それぞれの個性を尊重する風潮が、総合芸術大学の文芸学科にはある。

プロフィール 甲斐みのり(かい・みのり)
文筆家。1976年静岡県生まれ。大阪芸術大学文芸学科卒業。旅や散歩、お菓子に手土産、クラシック建築やホテル、雑貨と暮らし。女性が好んだり憧れるモノやコトを主な題材に書籍や雑誌に執筆。「叙情あるものつくり」と「女性の永遠の憧れ」をテーマに雑貨の企画・イベントをおこなう。「Loule」(ロル)主宰。

6年間憧れ続けた文芸学科

小学生くらいの頃から本が好きで、いつか本を書く人になりたいと思っていたんです。よしもとばななさんや林真理子さんのように、一般の大学の文学部ではない、芸術系の文芸学科出身の方々がいるということを知り、文芸学科のある芸術系大学を探してみたのが志望のきっかけになりました。進路をかためたのは中一のときです。国語や作文は別として勉強が得意というタイプでもありませんでしたから、推薦入試で大阪芸大に入ろうと決めました。
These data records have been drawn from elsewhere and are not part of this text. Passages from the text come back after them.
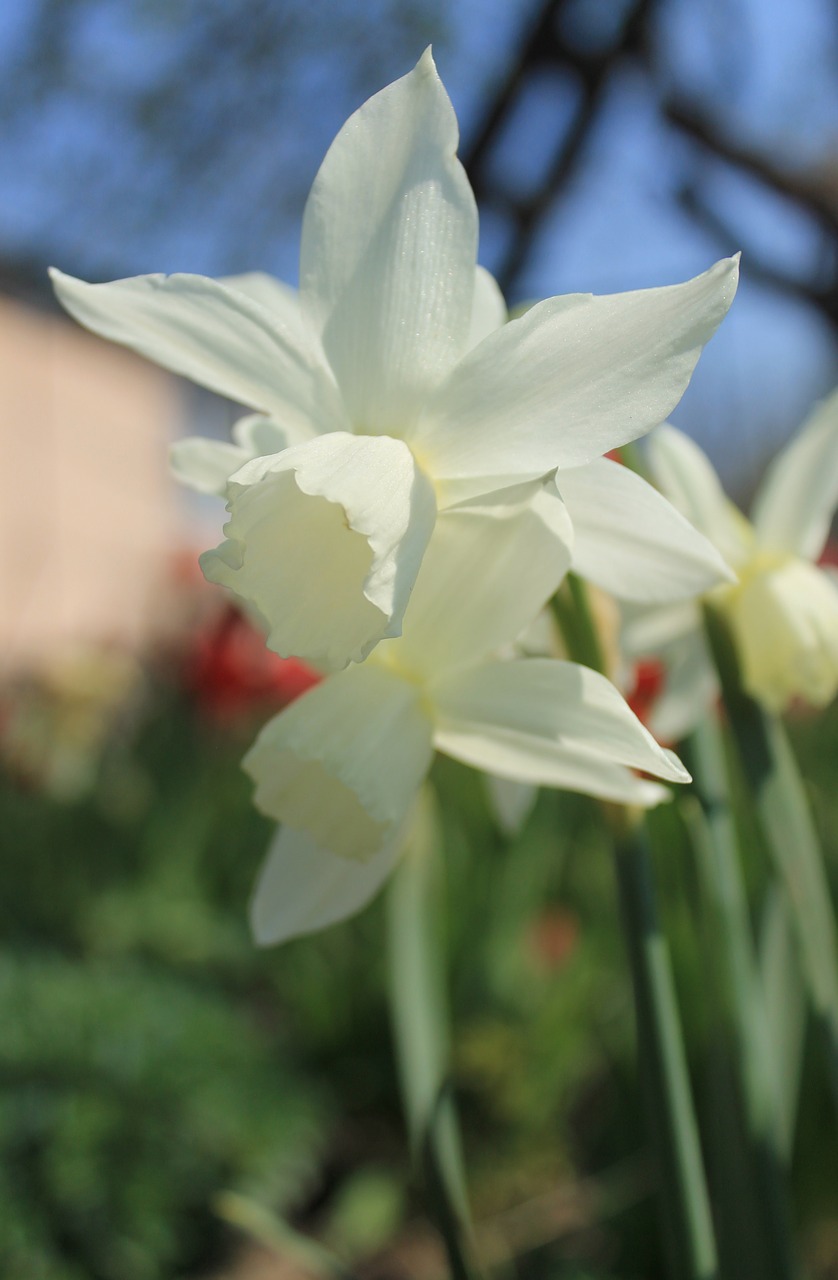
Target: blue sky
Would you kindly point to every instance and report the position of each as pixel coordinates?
(81, 186)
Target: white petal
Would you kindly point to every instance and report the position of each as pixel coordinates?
(631, 542)
(571, 379)
(544, 721)
(389, 251)
(797, 498)
(344, 760)
(486, 574)
(216, 337)
(279, 298)
(784, 617)
(205, 465)
(685, 475)
(325, 539)
(489, 309)
(509, 801)
(302, 888)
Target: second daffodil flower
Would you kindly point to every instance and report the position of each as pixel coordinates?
(783, 609)
(342, 766)
(389, 389)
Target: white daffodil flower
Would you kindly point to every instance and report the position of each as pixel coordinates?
(342, 766)
(393, 389)
(783, 609)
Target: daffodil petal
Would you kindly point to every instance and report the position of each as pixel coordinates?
(344, 760)
(489, 309)
(216, 337)
(279, 300)
(544, 721)
(786, 624)
(571, 379)
(302, 888)
(686, 476)
(797, 498)
(486, 574)
(631, 542)
(389, 248)
(325, 539)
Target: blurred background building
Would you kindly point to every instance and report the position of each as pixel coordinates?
(612, 145)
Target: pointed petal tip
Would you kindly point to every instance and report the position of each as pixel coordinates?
(677, 771)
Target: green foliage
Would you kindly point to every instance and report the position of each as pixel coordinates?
(152, 1060)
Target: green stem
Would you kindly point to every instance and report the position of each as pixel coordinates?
(711, 828)
(784, 818)
(674, 1132)
(660, 1043)
(420, 1028)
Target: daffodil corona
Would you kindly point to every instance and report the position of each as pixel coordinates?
(389, 389)
(343, 764)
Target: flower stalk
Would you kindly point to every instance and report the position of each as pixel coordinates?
(674, 1132)
(788, 831)
(420, 1029)
(711, 830)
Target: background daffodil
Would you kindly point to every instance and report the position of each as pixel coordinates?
(783, 609)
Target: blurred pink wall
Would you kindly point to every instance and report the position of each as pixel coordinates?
(90, 522)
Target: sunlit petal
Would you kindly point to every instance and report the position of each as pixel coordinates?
(389, 248)
(302, 887)
(531, 718)
(486, 574)
(685, 474)
(571, 379)
(344, 760)
(218, 337)
(631, 542)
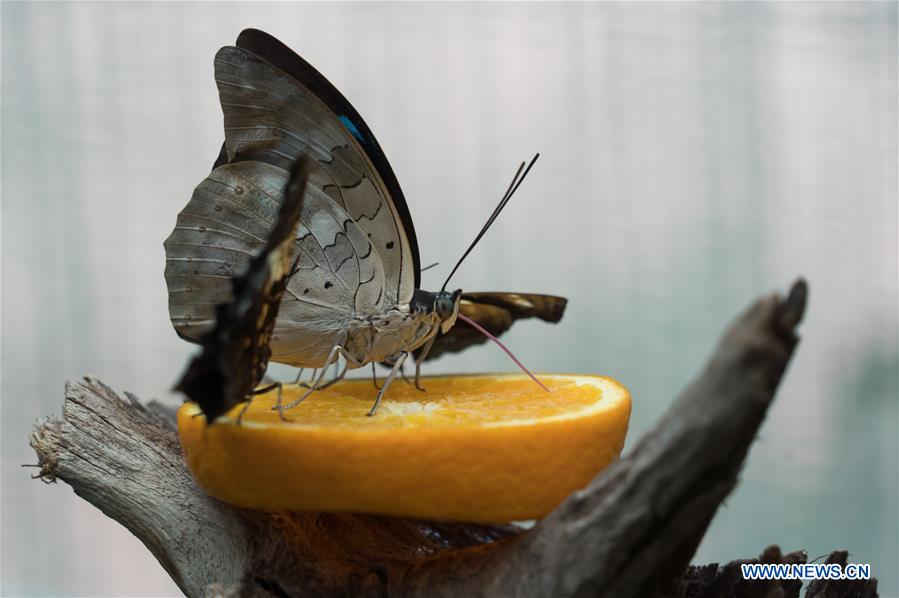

私は静岡の出身ですが、子供の頃は自分の求めるものがそばになかったんです。絵や映画も見たいし、音楽も聴きたいのに、情報も周りに少なければ、好きなものについて話の合う友だちもいなくて。でも、芸術大学なら自分の見たいモノや知りたいコトがたくさん待っているのでは?と中学時代から大阪芸大の赤本を入手し、高校の頃には両親と大学見学に行ったりするなど、6年間憧れ続けて入学しました。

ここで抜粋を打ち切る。